Can I Really Buy A Home For Less Than I Am Paying In Rent?
May 17, 2018
While some rental brokers may still be trying to scare people into renting and trying to convince them to renew leases there is no question that throughout most of the country you can buy a home and have monthly payments for less than you are paying in rent right now, and San Diego is no exception. So, can you really buy a home for less than you’re paying in rent? Absolutely!
While the exact savings obviously varies from area to area and can depend on what home you are buying in comparison to what you are renting you could even find that you are saving more than half what rent is in your area. Take Lehigh Acres, FL for example homes can be found here for sale from as little as $30,000 to $150,000. Not old run down homes in need of lots of repairs either. Most of these homes are brand new, never lived in, 3 bedroom plus homes in decent neighborhoods. The average minimum rent for homes like this here is $850 per month. While financing $50,000 to buy one of these homes at today’s average 30 year fixed mortgage rate of 4.8% would only cost $262.33 per month!
What about down payments? A $50,000 home with 3.5% down as required for FHA loans is only $1,750. If you were to rent the same home you would probably have to put up first, last and security to move in, totaling around $2,550. So still cheaper to buy and put down equity in your own home than to rent!
It’s a no brainer really. Plus you have to consider that each month as a renter you are throwing away month that the owner is using to pay that home off for themselves while you could be paying down your own mortgage for a nice nest egg later which could be tapped in later years if you need the cash or left to your children.

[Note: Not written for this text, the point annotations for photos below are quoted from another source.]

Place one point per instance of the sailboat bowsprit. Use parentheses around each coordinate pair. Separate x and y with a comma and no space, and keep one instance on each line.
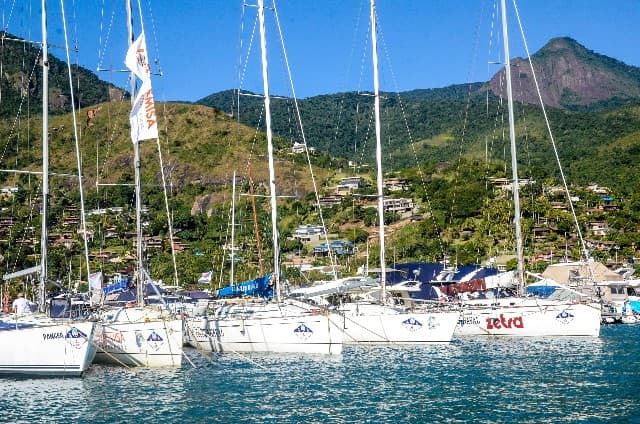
(266,325)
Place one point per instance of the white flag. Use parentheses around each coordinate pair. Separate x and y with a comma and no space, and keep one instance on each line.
(144,123)
(137,60)
(95,281)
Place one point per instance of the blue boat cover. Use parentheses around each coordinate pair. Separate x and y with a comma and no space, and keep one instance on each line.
(120,284)
(257,287)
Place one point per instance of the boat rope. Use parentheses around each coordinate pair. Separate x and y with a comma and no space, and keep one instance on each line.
(205,353)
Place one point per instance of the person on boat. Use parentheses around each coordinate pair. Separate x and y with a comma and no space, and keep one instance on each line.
(21,305)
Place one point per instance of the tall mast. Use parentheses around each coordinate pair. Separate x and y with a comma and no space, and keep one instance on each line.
(272,176)
(376,92)
(514,161)
(233,227)
(45,159)
(138,184)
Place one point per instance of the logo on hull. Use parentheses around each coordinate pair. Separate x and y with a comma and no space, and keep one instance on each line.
(412,324)
(303,332)
(154,341)
(502,322)
(75,337)
(565,317)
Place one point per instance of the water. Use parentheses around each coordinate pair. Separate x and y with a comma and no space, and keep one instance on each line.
(473,379)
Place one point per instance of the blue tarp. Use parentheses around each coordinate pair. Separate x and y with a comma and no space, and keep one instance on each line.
(121,284)
(257,287)
(540,290)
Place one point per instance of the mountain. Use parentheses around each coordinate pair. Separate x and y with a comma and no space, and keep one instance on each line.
(22,75)
(591,101)
(572,77)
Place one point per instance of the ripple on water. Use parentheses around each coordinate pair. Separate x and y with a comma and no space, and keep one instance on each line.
(471,379)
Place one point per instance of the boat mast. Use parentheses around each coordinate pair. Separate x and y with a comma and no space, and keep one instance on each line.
(138,184)
(514,161)
(233,227)
(272,177)
(45,159)
(376,90)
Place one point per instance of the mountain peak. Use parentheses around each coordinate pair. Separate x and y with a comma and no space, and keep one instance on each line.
(571,77)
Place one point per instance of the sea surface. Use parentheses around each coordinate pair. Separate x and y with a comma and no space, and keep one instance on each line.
(559,380)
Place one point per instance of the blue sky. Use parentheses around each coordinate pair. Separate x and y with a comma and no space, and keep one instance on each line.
(422,43)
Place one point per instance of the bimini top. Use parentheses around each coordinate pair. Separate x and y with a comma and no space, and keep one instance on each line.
(260,286)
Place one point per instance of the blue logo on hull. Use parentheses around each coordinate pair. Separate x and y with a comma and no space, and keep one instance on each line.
(303,332)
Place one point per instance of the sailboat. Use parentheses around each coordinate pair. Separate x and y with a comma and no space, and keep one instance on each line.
(142,335)
(37,344)
(564,313)
(260,325)
(372,318)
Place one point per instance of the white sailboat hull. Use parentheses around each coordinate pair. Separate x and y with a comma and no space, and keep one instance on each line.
(531,319)
(364,323)
(266,327)
(137,337)
(54,349)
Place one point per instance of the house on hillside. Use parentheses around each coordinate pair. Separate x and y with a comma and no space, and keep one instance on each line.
(395,184)
(349,184)
(599,228)
(338,247)
(309,233)
(400,206)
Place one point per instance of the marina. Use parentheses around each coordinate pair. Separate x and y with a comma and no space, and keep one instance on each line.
(471,380)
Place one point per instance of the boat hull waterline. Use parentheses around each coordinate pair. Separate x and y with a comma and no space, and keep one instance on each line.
(265,328)
(49,349)
(531,320)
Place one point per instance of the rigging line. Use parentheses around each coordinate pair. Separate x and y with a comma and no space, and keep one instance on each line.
(156,61)
(5,23)
(304,140)
(465,120)
(169,220)
(77,142)
(24,95)
(413,147)
(102,47)
(341,105)
(553,142)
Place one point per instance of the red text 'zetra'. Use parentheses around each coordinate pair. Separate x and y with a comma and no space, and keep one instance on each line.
(502,322)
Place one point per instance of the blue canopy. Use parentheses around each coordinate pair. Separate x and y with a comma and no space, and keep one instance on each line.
(257,287)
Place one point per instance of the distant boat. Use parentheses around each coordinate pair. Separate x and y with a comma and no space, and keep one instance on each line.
(362,308)
(35,344)
(565,313)
(140,335)
(265,324)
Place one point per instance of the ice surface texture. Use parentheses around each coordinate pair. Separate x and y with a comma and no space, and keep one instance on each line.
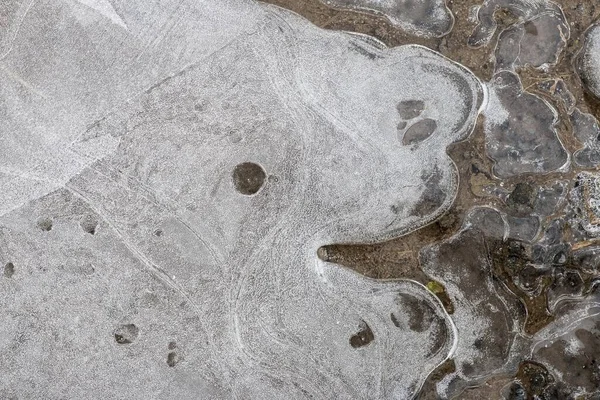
(168,172)
(519,128)
(536,32)
(428,18)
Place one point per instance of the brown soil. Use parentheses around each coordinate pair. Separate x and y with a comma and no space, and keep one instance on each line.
(398,258)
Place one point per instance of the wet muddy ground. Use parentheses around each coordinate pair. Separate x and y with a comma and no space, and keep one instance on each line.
(511,260)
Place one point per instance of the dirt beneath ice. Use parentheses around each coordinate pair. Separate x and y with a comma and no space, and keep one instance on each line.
(398,258)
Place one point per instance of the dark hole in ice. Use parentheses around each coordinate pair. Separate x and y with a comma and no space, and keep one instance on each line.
(419,131)
(363,337)
(410,109)
(530,28)
(248,178)
(172,359)
(89,225)
(126,334)
(45,224)
(9,270)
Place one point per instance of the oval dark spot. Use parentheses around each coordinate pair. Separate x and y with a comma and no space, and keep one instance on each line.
(172,359)
(363,337)
(126,334)
(9,270)
(419,131)
(89,224)
(248,178)
(410,109)
(45,224)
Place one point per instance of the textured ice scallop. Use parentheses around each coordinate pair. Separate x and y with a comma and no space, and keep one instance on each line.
(200,159)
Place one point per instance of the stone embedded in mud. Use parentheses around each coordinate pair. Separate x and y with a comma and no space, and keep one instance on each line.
(589,60)
(585,200)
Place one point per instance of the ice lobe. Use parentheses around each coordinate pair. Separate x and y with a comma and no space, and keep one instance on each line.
(428,18)
(483,321)
(534,32)
(175,179)
(589,60)
(519,128)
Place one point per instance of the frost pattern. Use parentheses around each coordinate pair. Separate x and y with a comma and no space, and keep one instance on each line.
(589,60)
(520,130)
(118,189)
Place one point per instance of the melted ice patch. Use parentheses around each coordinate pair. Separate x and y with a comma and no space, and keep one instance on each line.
(520,130)
(429,18)
(589,60)
(536,36)
(214,154)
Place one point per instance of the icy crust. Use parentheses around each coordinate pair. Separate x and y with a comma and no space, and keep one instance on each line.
(142,118)
(520,130)
(570,349)
(484,316)
(589,60)
(427,18)
(537,33)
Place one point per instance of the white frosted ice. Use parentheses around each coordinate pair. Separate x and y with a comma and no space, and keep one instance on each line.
(589,60)
(136,117)
(428,18)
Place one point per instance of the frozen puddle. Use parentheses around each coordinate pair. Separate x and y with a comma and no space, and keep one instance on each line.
(428,18)
(168,174)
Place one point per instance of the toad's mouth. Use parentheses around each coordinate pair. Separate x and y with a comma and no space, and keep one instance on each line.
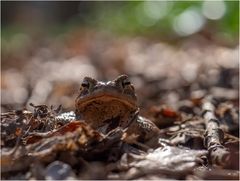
(109,124)
(106,97)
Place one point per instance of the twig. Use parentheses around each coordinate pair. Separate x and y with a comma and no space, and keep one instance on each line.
(213,137)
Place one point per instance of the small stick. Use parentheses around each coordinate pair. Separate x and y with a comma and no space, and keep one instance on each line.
(213,137)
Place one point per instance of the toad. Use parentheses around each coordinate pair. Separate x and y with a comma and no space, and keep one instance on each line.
(111,104)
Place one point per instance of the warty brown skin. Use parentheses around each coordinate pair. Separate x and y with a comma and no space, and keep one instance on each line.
(106,105)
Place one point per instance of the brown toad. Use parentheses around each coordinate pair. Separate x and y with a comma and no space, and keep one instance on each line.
(107,105)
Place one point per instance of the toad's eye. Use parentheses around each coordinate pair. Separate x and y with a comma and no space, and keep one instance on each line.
(126,82)
(85,84)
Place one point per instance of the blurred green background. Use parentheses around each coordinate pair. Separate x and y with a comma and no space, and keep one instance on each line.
(167,20)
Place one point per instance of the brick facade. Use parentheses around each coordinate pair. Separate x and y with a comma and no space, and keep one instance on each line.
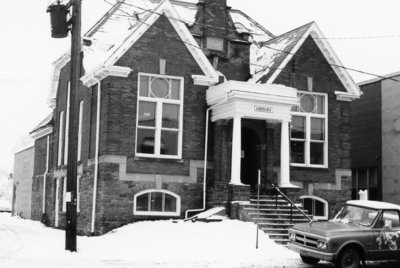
(122,174)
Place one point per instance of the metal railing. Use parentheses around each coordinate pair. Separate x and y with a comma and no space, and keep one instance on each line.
(292,204)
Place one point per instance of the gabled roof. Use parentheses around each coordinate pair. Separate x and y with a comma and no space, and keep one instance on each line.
(124,18)
(99,61)
(276,53)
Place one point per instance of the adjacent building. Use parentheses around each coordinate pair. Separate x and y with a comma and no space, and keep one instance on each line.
(22,181)
(376,139)
(182,105)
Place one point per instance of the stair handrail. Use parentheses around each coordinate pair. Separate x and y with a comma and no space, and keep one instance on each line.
(291,202)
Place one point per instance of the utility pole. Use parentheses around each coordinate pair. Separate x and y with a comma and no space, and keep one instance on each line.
(59,23)
(70,225)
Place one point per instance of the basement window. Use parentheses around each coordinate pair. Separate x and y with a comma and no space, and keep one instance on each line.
(157,203)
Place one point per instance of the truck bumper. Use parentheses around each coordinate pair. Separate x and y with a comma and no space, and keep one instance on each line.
(312,252)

Even if you don’t need a home right now think about the benefits of investing. Even if your total housing payment including taxes and insurance on a home like this was $400 a month you could make a profit of $450 dollar each and every month by renting it out to someone else. Imagine if you had 10 of these. That would be an extra $4,500 per month in income than you have now. That is enough for most people to retire reasonably comfortably on or even quit their jobs.